Originally posted by: supagold
Originally posted by: yllus
Nah, not the same at all. For a HDTV, you've got the data coming in from a blackboxed source (DVD player) and merely displayed. The DVD player does not allow other applications other than that to play DVDs to be run. The common sense checkpoint for a valid license or whatnot is at its output point.
For a computer, checking to see if your display is questionable or not is the last of one's concerns. Any custom code the user wants can have its try at the disc while it sits in the DVD drive, and the path of least resistance would mean breaking the disc's encryption and making a copy to the HDD for later reuse. That's your first line of defence. Verifying the monitor is a hugely wasteful bit of code, as that custom software the user is running is sure to bypass the check anyways. Better to protect the content on-disc.
You're assuming two things that aren't necessarily true:
1- The content will be coming from some kind of physical medium with a static protection scheme.
2- The scheme will be defeatable via some kind of DeCSS-like utility.

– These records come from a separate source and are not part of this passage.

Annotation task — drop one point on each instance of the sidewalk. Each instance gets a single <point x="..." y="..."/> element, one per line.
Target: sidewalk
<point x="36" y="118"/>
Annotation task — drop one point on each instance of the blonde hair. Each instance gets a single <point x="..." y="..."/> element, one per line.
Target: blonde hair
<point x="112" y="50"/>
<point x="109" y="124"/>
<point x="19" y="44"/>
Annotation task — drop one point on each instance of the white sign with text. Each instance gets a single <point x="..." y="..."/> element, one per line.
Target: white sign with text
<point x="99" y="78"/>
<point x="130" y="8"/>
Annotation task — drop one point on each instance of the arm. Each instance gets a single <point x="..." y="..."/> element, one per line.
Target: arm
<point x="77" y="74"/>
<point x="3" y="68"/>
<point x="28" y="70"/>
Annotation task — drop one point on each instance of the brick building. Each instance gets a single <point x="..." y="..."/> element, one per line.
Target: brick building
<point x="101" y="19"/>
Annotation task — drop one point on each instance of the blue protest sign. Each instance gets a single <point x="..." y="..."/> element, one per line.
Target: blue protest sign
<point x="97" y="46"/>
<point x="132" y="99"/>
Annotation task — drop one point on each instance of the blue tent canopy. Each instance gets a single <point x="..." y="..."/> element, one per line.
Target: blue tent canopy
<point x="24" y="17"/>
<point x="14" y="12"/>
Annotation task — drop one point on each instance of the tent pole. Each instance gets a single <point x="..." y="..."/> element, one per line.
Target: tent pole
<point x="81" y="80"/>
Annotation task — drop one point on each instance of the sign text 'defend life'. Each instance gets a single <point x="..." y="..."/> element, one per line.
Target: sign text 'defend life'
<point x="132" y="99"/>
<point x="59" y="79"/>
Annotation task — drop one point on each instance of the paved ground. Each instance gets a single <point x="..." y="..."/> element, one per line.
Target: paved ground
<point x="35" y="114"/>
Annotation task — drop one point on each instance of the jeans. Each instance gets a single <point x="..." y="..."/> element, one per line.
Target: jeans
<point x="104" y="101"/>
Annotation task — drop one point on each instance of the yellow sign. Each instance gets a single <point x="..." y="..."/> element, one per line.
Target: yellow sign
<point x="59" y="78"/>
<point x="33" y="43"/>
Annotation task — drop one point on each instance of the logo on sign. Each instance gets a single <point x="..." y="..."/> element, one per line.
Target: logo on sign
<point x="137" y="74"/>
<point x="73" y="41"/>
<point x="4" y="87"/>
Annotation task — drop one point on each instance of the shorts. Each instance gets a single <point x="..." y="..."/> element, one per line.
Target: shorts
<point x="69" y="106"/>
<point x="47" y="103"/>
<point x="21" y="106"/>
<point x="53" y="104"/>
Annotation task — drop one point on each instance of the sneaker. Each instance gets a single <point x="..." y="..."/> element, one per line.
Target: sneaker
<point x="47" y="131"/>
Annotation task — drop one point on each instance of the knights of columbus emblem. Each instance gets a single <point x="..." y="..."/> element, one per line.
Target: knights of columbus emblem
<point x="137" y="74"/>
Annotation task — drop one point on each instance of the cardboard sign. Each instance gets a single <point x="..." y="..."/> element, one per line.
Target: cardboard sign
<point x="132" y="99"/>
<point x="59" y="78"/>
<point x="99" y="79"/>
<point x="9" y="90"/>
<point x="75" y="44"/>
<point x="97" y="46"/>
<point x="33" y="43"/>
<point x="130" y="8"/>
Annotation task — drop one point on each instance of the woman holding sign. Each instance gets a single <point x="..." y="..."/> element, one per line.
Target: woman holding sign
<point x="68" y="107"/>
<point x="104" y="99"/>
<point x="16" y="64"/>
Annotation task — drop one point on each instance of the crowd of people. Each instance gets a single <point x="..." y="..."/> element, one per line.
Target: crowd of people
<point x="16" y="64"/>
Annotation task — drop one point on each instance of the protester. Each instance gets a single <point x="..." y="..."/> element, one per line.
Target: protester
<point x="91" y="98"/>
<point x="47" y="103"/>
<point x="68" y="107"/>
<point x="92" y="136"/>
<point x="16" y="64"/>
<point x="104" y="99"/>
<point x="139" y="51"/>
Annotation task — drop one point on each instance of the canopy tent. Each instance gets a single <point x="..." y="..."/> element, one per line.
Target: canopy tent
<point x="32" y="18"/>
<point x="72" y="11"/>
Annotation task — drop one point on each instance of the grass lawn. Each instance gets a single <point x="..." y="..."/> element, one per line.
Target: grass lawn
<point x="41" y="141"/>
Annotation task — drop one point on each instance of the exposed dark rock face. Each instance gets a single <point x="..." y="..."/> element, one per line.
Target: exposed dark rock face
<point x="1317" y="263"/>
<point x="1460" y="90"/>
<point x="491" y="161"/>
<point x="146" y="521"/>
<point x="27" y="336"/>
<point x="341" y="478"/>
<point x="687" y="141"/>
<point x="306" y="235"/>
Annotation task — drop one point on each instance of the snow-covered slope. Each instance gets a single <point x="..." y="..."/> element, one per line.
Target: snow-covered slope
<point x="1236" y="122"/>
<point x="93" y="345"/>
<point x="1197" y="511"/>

The content companies want this protection for downloadable media. This means that protection schemes can be easily upgraded to defeat workarounds. In this situation, the easiest method might be just to make a perfect digital copy of the info coming down your DVI link. Why do you think the content providers and MS are going through all this trouble? Unless you believe that MS and Warner Bros secretly own monitor companies and are just trying to force users to upgrade, I'm foggy on what paranoid conspiracy this is supporting.